As G7 foreign ministers, we pledge to do everything in our power to protect human rights and to ensure that those responsible for crimes committed are held accountable. We also agree that it is particularly important that gender dimensions are fully integrated in our thinking on the entire spectrum of foreign policy, including conflict resolution and prevention.
[On 22 April], I was delighted to welcome women foreign ministers from outside the G7 from Croatia, Jamaica, Ghana, Panama, Colombia, Guatemala and Ecuador for an outreach session. And Federica [Mogherini, the European Union’s high representative on foreign affairs] and I announced that we will co-host a meeting of all the women foreign ministers in the world in Canada in September. I think that will be a great event and a great moment in Canada’s G7 presidency.

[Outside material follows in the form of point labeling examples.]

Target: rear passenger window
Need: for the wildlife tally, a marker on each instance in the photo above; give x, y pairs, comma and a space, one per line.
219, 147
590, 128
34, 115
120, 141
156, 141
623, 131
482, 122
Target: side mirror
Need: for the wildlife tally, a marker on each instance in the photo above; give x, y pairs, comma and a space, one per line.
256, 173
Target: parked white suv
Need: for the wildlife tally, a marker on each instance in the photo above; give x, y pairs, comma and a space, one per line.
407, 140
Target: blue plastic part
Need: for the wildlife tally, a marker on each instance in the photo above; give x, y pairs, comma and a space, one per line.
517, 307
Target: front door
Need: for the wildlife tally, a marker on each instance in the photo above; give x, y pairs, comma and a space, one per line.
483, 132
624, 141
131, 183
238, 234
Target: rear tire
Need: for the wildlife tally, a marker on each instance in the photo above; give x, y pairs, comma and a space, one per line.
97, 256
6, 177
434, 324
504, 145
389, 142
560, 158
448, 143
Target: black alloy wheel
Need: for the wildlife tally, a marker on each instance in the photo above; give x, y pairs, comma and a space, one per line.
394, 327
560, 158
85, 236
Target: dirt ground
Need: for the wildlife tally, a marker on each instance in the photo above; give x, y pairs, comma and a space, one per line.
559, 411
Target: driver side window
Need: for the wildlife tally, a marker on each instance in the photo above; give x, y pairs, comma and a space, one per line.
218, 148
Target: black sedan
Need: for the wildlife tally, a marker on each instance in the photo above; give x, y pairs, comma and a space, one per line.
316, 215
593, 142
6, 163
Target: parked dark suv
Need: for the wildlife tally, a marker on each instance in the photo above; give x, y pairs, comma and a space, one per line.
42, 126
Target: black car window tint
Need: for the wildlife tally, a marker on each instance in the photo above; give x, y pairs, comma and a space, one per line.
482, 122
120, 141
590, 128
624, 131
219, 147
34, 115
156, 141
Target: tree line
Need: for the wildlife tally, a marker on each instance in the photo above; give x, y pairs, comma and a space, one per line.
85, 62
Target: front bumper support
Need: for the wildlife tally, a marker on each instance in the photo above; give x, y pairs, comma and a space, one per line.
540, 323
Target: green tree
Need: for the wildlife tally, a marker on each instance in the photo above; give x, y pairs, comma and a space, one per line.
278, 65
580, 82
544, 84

It is our duty to combat gender-based discrimination that slows down women’s leadership, to break down the barriers that women face. The preservation of this multilateral global order and the resolution of international conflicts pass, among other things, feminism.
This is not an exhaustive list of the topics covered. We have been very hard at work over the past couple of days, but I wanted to give you a sense of how much ground we’ve covered.
Closing remarks by the Honourable Chrystia Freeland, minister of foreign affairs, after the G7 foreign ministers’ meeting in Toronto, 23 April 2018.